Szymon Majewski swego czasu pływał w czystej wodzie, był autorem genialnych Spon-Tonów które do dziś prezentują sobą naprawdę wysoki poziom. Gdy pojawiła się informacja o tym, że będzie prowadził własny program większość patrzących do stawu miała nadzieje, ba była przekonana, że to będzie coś.
Niestety pierwszy program utwierdził mnie w przekonaniu, że staw potrzebował miejsca w którym ryby z dna będą prosić o pozwolenie wyjścia z mułu. Żenujący poziom humoru, znacznie poniżej oczekiwań. Czy dzisiejsza kultura masowa musi opierać się na głupocie? Myślałem, że to przez to, że scenariusze do programów pisał sztab wyspecjalizowanych specialistów (speców od humoru, obserwatorów życia - jacy oni są to widać w programach). Później Szymon został uwolniony, wypłynął troszeczkę powyżej dna, zaczęło być nawet miejscami zabawnie. Do czasu, po chwili zwalił się z impetem w gęsty denny muł i tam już pozostał. Szkoda, on naprawdę ma potencjał.
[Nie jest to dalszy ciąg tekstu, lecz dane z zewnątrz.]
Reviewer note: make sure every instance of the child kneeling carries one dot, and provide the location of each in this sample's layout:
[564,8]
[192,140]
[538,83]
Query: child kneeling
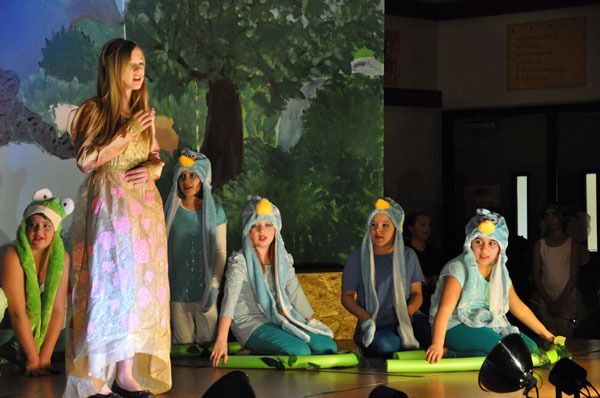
[473,294]
[263,301]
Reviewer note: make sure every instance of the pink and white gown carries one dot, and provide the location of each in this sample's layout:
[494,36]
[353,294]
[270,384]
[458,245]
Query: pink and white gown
[119,297]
czwartek, grudnia 06, 2007

Kobiecy umysł


Kobiecy umysł jak widzi gdzieś jakiś papier to od razu przypisuje mu funkcję śmiecia i automatycznie zwija w kulkę. Tylko czasem coś ważnego zaginie.

niedziela, grudnia 02, 2007

Beowulf

Pierwszy raz o tym filmie usłyszałem z telewizji, co jest dziwne jak dla mnie gdyż większość ciekawych filmów oberwuję już od etapu ukończenia zdjęć. Ten film był mi kompletnie nieznany, nie kojarzyłem nawet faktu, że jest on w pełni wykonany przy pomocy komputera. Film obejrzałem, w kinie, nawet zapłaciłem za tę przyjemność, co prawda korzystając z karty zniżkowej, ale zapłaciłem.
Wrażenia? Historia ciekawa, efekty specjalne oki (czy w filmie w pełni komputerowym można mówić o efektach specjalnych?). Pięknie zrobione krajobrazy, postacie ciekawe. Niestety, komputerowo generowana twarz nie jest w stanie zatrzymać mojej uwagi na dłużej niż pół minuty. Scenariusz jest spójny, choć trochę przewidywalny. Starzenie się jest ładnie oddane. Niektóre kobiety są chyba klonowane. No i największa porażka filmu, drewniane koniki. Trucht konia jest oddany w tak sztuczny sposób, że aż przykro się na to patrzy.
W sumie film mogę polecić, dla historii i muzyki której warto posłuchać również poza filmem.